Présidentielle historique en Colombie
Plus de 36 millions d’électeurs étaient appelés aux urnes hier pour élire le premier président qui, depuis plus d’un demi-siècle, gouvernera sans la menace des guérilleros Farc, lors d’un duel inédit entre la droite dure et la gauche antisystème. Transformé en mouvement politique, la Farc a en effet renoncé à la présidentielle après avoir essuyé un échec cuisant aux législatives en mars dernier : elle n’avait pas réussi à dépasser 0,5 % pour gagner plus que les 10 sièges octroyés d’office par l’accord de paix signé en 2016. «Avec les élections de mars dernier, pour élire le nouveau Congrès, nous achevons le premier cycle complet d’élections nationales sans la menace du conflit armé avec les Farc», a souligné samedi le chef de l’État sortant Juan Manuel Santos.
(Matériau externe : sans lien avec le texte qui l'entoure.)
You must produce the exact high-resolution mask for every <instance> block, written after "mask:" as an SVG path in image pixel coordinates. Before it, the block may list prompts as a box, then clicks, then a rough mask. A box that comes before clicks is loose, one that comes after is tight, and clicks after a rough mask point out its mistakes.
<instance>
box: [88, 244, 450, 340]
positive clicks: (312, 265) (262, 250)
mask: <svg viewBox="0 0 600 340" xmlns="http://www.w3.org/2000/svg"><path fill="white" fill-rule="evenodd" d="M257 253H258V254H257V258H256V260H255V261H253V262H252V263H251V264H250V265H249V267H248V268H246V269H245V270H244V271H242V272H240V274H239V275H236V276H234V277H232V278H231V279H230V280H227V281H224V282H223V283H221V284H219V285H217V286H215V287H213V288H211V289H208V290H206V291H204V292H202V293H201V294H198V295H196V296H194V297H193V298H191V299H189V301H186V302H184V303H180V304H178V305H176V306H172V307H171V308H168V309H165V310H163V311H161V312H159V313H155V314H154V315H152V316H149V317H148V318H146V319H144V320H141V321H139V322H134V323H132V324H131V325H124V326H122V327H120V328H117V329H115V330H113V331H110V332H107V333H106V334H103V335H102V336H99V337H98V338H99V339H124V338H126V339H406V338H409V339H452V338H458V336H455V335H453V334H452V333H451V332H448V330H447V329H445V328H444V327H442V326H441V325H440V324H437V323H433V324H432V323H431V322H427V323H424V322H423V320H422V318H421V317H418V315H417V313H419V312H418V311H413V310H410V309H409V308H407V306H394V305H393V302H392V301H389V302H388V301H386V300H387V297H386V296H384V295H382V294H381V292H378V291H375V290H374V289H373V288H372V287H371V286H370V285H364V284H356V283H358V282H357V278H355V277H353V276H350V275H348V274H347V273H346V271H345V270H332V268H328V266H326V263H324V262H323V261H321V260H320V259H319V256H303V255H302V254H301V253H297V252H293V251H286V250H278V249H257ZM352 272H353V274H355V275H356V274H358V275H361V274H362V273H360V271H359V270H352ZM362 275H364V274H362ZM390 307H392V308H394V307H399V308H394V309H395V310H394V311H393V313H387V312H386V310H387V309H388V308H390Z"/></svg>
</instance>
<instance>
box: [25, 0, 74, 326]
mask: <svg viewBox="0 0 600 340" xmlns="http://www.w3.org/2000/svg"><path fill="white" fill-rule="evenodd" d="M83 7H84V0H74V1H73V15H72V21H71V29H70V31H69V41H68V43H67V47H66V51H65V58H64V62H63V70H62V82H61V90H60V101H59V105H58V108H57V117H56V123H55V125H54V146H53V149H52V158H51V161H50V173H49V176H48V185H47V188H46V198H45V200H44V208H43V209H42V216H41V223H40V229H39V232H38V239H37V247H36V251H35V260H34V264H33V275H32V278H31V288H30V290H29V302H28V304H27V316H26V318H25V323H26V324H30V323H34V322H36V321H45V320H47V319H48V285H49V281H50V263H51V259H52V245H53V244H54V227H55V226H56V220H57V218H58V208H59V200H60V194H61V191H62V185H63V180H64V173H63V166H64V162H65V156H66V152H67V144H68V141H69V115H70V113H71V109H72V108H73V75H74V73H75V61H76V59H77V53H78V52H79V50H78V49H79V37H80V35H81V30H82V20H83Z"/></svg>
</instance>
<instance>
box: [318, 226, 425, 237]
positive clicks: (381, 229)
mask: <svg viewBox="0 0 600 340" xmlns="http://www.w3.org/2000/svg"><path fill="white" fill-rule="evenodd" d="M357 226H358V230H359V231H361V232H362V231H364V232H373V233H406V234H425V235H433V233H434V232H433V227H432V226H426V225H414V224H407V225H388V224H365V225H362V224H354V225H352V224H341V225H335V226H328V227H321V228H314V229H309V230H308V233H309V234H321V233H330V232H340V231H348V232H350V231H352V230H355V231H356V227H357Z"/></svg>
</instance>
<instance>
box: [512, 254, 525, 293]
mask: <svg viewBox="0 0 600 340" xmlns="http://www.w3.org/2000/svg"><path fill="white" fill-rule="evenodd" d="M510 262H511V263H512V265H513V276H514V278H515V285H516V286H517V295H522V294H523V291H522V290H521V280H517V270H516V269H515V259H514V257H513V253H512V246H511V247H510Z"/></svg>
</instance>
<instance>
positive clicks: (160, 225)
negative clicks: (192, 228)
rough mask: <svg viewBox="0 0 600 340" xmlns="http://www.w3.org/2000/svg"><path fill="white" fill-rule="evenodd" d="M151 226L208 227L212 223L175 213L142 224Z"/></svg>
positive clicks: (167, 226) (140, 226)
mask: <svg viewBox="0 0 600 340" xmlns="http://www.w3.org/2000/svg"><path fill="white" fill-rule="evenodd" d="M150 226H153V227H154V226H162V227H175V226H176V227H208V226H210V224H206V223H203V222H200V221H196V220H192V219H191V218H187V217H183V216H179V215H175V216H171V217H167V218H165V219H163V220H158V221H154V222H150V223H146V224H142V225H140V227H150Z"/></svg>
Après deux mandats depuis 2010, ce président de centre-droit ne peut se représenter. La consolidation de la paix, fragilisée par des retards dans l’application de l’accord, dépendra de son successeur.
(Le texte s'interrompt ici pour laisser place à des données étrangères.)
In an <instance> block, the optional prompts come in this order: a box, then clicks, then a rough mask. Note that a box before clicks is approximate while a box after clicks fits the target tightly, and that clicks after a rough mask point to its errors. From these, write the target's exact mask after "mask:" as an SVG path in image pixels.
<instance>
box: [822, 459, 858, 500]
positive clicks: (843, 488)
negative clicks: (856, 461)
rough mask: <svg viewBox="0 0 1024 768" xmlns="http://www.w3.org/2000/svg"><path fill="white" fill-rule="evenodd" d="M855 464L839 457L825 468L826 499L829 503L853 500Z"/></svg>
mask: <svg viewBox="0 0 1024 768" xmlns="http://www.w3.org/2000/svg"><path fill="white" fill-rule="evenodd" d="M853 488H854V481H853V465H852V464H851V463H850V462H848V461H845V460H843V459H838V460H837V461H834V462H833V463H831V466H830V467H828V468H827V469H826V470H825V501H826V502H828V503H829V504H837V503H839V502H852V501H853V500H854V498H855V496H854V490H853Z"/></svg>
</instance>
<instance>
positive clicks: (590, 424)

La droite veut réviser l’accord de paix
Dans un pays où la droite règne depuis toujours, le champion de cette dernière, Ivan Duque, un novice en politique, part favori pour ce premier tour. La droite dure, opposée au pacte signé avec l’ex-guérilla Farc et aux pourparlers entamés avec l’Armée de libération nationale (ELN), dernière rébellion du pays, entend reconquérir la présidence avec un candidat jeune (41 ans). Parmi six candidats, cet avocat et économiste représente une coalition menée par le Centre démocratique (CD) du controversé, mais populaire, ex-président Alvaro Uribe. Crédité de 37,6% à 41,5% des voix selon les sondages, Duque défend la liberté d’entreprendre, les valeurs traditionnelles de la famille et vilipende le Venezuela voisin en faillite. Outre la révision de l’accord, qu’il juge laxiste envers les ex-guérilleros exemptés de prison s’ils admettent leurs crimes, Ivan Duque promet d’éradiquer la drogue, la corruption et de relancer la 4e économie d’Amérique latine, en berne à 1,8 % de croissance. Mais il devra compter avec Gustavo Petro, ancien maire de gauche de Bogota, détaché des partis traditionnels. Crédité de 24,2 % à 29,5 % des voix, le représentant du mouvement «Colombie humaine» est un ex-guérillero du M-19, un ancien mouvement de lutte armée qui s’était transformé en parti politique en 1990, avant d’être finalement dissous. À 58 ans, il défend l’accord avec l’ex-guérilla Farc et le dialogue avec l’ELN (qui a suspendu ses actions armées à l’occasion de cette élection) et séduit les foules avec un programme favorable aux plus humbles, mais se voit reprocher ses accointances avec le socialisme vénézuélien.